Over the ensuing decades, Mr. Armstrong, a solitary figure, warded off reporters’ efforts to penetrate his privacy until most gave up or lost interest. Unhappy with faculty unionism, he resigned from the university in 1979 and spent the rest of his working life in business, amassing personal wealth as an investor and a member of corporate boards.

Although he was loath to exploit his fame, Mr. Armstrong signed on as a pitchman for Chrysler in his waning months as a professor, appearing in ads for the nearly bankrupt automaker, including one that aired during the Super Bowl in January 1979.

He said he agreed to the deal mainly because it involved an engineering consultancy and because he wanted to help a beleaguered U.S. company buffeted by imports and rising foreign oil prices. The arrangement was short-lived, however, and afterward Mr. Armstrong repeatedly turned down opportunities to endorse products.

Hansen, now an aerospace historian at Auburn University, said Mr. Armstrong felt awkward taking credit for the collective success of 400,000 employees of the space agency and its Apollo contractors. In 2003, Hansen recorded 55 hours of interviews with Mr. Armstrong after years of coaxing him to cooperate on a biography.

He was not a recluse, as some labeled him. In 1986, for instance, he was vice chairman of the commission that investigated the explosion of the space shuttle Challenger.

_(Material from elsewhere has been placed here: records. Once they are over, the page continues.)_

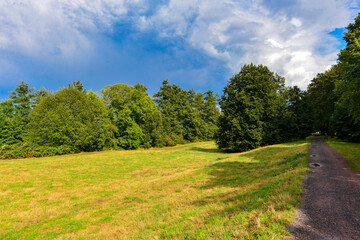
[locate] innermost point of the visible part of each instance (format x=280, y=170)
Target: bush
x=26, y=151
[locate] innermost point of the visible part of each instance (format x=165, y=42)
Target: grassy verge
x=350, y=151
x=191, y=191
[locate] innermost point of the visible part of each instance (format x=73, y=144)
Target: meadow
x=190, y=191
x=350, y=151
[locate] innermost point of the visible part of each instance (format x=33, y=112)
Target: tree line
x=73, y=119
x=257, y=109
x=335, y=94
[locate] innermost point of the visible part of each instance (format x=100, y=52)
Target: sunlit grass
x=350, y=151
x=192, y=191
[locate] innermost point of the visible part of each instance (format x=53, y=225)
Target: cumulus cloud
x=291, y=37
x=286, y=36
x=57, y=27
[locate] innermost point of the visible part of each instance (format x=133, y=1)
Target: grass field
x=350, y=151
x=190, y=191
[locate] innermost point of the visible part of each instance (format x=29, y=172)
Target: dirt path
x=330, y=207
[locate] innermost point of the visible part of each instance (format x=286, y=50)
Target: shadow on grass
x=207, y=150
x=251, y=184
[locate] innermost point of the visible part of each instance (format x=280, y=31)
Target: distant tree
x=9, y=128
x=14, y=114
x=250, y=106
x=72, y=117
x=187, y=115
x=135, y=115
x=322, y=98
x=348, y=85
x=300, y=121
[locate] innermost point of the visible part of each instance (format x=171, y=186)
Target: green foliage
x=135, y=115
x=348, y=86
x=253, y=109
x=334, y=95
x=71, y=117
x=187, y=116
x=300, y=119
x=24, y=150
x=14, y=114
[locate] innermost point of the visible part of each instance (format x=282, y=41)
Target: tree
x=14, y=114
x=72, y=117
x=187, y=115
x=322, y=99
x=249, y=107
x=135, y=115
x=348, y=85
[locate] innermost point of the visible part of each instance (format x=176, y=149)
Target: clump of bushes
x=25, y=150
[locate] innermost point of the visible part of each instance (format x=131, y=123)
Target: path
x=330, y=207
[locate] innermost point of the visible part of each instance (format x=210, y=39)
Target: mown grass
x=192, y=191
x=350, y=151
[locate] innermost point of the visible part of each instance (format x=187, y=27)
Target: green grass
x=350, y=151
x=191, y=191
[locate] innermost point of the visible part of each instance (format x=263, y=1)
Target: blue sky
x=195, y=44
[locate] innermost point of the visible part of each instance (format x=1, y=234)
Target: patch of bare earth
x=330, y=207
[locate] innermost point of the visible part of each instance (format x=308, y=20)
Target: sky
x=196, y=44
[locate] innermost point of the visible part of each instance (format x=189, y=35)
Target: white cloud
x=56, y=27
x=284, y=35
x=287, y=38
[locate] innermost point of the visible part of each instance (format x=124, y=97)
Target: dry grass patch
x=350, y=151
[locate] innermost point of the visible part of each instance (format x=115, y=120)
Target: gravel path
x=330, y=207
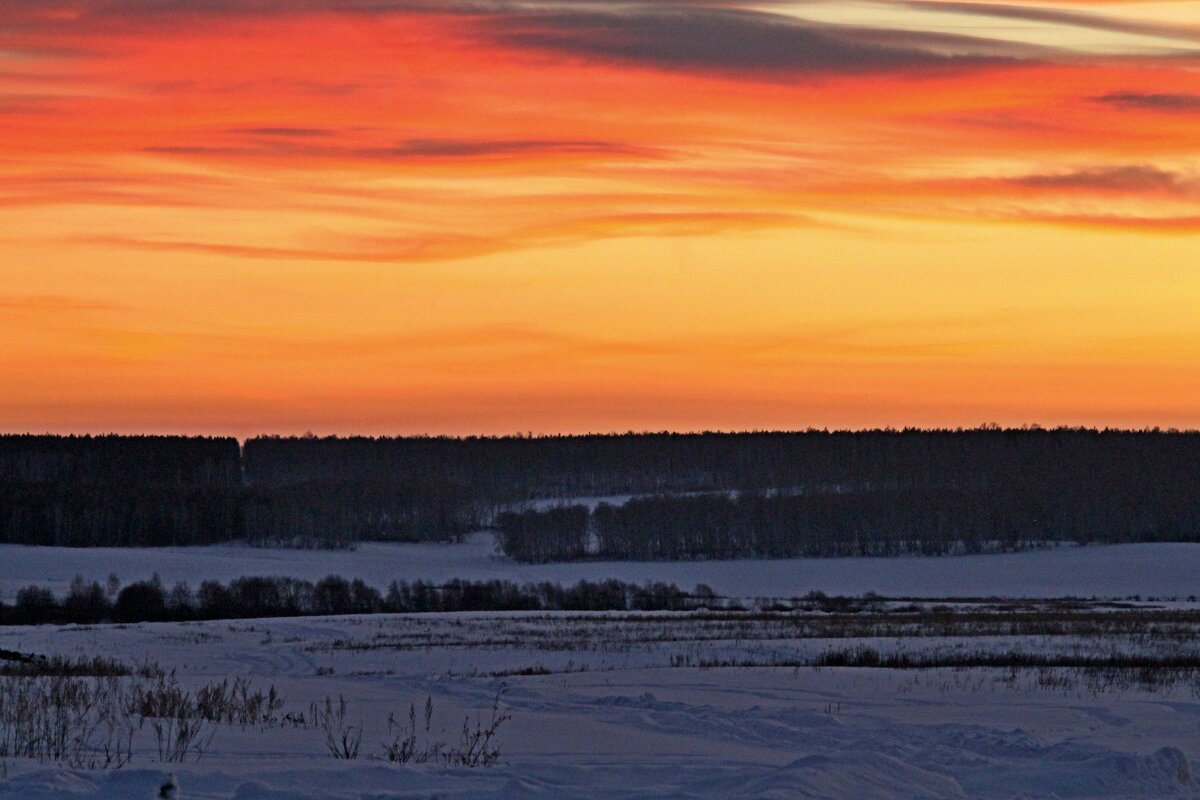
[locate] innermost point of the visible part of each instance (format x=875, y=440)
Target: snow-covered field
x=669, y=704
x=612, y=717
x=1109, y=571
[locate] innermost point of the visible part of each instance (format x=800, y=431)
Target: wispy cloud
x=1175, y=103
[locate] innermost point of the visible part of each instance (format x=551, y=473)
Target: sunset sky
x=429, y=216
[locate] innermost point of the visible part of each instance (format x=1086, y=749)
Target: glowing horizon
x=405, y=216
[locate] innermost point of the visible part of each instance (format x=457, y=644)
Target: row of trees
x=249, y=597
x=873, y=491
x=1017, y=515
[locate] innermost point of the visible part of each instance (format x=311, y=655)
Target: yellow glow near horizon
x=407, y=222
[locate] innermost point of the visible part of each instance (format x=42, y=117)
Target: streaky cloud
x=1132, y=179
x=1177, y=103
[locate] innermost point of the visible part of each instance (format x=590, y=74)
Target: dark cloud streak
x=1176, y=103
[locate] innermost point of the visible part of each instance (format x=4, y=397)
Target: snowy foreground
x=1099, y=571
x=616, y=705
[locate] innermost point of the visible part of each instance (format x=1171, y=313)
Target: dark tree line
x=882, y=522
x=810, y=492
x=119, y=491
x=249, y=597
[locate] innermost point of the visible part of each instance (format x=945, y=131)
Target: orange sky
x=424, y=216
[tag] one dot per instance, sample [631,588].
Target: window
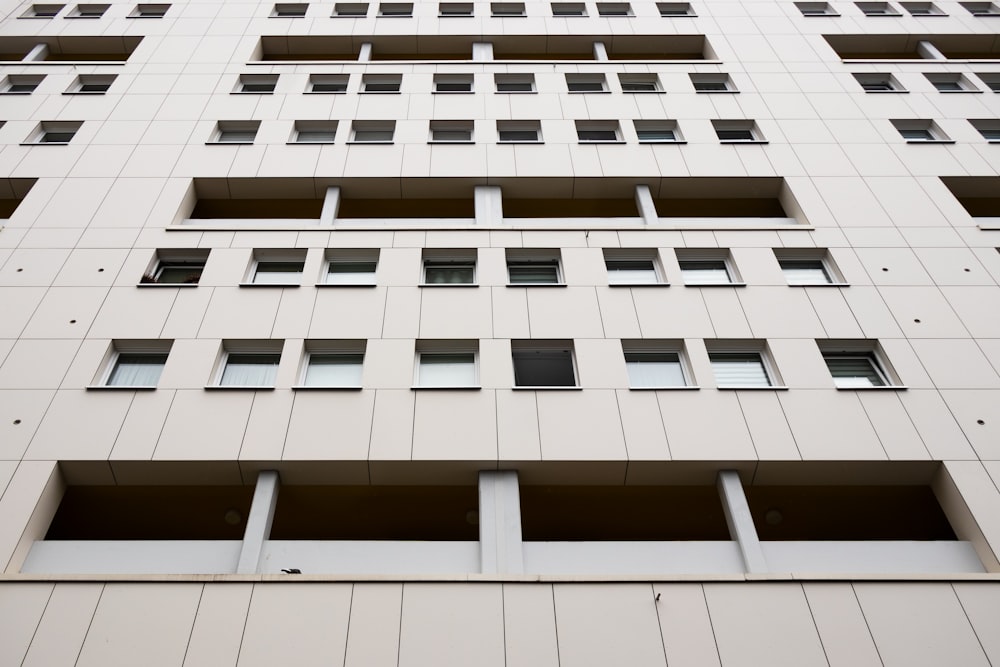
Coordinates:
[450,363]
[451,131]
[657,131]
[533,267]
[711,266]
[315,131]
[350,9]
[449,267]
[877,9]
[639,83]
[951,83]
[88,11]
[235,132]
[519,132]
[55,132]
[981,8]
[136,364]
[42,11]
[455,9]
[597,131]
[879,83]
[257,83]
[738,365]
[20,84]
[631,267]
[176,267]
[453,83]
[586,83]
[328,83]
[816,9]
[712,83]
[289,10]
[654,364]
[505,9]
[373,131]
[250,364]
[989,128]
[149,12]
[919,131]
[334,364]
[672,9]
[91,84]
[614,9]
[543,363]
[381,83]
[569,9]
[351,267]
[922,9]
[514,83]
[737,131]
[395,9]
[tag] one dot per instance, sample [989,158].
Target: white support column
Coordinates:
[265,498]
[331,205]
[741,528]
[489,205]
[644,202]
[500,523]
[482,51]
[38,53]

But that was a rare step into the spotlight. As a rule, Mr. Armstrong was extremely choosey about his public appearances, limiting them mostly to aerospace-related commemorative events and to other usually low-key gatherings that piqued his interest, such as meetings of scientific and technical societies.

“The lunar Lindbergh,” he was dubbed for his refusal to grant interviews to journalists. His remoteness also irked some NASA officials, who had vainly hoped that Mr. Armstrong would become a forceful public advocate for the funding of space exploration.

“How long must it take before I can cease to be known as a spaceman?” he once pleaded. Yet by the time he retired in 2002, to leisurely travel and enjoy his grandchildren, the “First Man” finally had outlived the nation’s fascination with him, and he could often walk down a street in blissful anonymity.

His 38-year marriage to the former Janet Shearon ended in divorce in 1994. Later that year, he married Carol Knight, a widowed mother of two teenagers. Besides his wife, survivors include two sons from his first marriage, Eric and Mark; two stepchildren; a brother; a sister; and 10 grandchildren.

“Looking back, we were really very privileged to live in that thin slice of history where we changed how man looks at himself, and what he might become, and where he might go,” Mr. Armstrong said in a 2001 NASA oral history project. “So I’m very thankful.”